Issa Bandak (49) ist CEO des «Caritas Baby Hospital» in Bethlehem. Issa ist der arabische Name für Jesus. Er findet es «ziemlich cool», aus Bethlehem zu stammen. Ein Gespräch über den Heilungsauftrag Jesu, die Zukunftspläne des Spitals – und warum er keine Macho-Kultur duldet.

Raphael Rauch

Wie ist es, aus Bethlehem zu stammen?

Issa Bandak*: Ziemlich cool (lacht). Ich habe in den USA studiert. Egal, wo ich war: Alle kannten meinen Geburtsort. Dass Jesus aus Bethlehem stammt, ist ein grosses Plus. 

In Weihnachtsstimmung: Das "Caritas Baby Hospital" in Bethlehem.
In Weihnachtsstimmung: Das "Caritas Baby Hospital" in Bethlehem.

Sind Sie stolz, aus Bethlehem zu stammen?

Bandak: Selbstverständlich! Ich finde, wir dürfen mit Bethlehem schon ein bisschen angeben. Gott hat von allen Dörfern auf der Welt Bethlehem ausgewählt, um seinen Sohn auf die Welt zu bringen. Natürlich macht uns das stolz!

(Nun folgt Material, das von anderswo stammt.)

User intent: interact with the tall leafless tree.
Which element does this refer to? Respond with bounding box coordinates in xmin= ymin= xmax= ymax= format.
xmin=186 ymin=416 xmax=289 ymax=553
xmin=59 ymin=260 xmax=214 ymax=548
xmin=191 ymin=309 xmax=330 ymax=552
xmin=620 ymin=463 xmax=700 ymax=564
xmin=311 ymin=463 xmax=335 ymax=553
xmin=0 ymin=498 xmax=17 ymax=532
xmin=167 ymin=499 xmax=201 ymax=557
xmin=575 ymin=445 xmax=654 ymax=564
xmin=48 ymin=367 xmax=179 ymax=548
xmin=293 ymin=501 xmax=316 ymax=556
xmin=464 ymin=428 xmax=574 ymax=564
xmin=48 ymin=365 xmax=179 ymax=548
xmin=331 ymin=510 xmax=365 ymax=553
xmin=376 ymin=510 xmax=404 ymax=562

Eingang zur Geburtskirche von Bethlehem
Eingang zur Geburtskirche von Bethlehem

Was bedeutet Jesus für Sie persönlich?

Bandak: Jesus ist mein Namenspatron. Jesus heisst auf Arabisch Issa. Es ist aber nichts Besonderes, in Bethlehem Jesus zu heissen. Das ist ein ganz normaler Vorname – wie im Spanischen auch. Ich habe viele Cousins, die ebenfalls Jesus heissen. 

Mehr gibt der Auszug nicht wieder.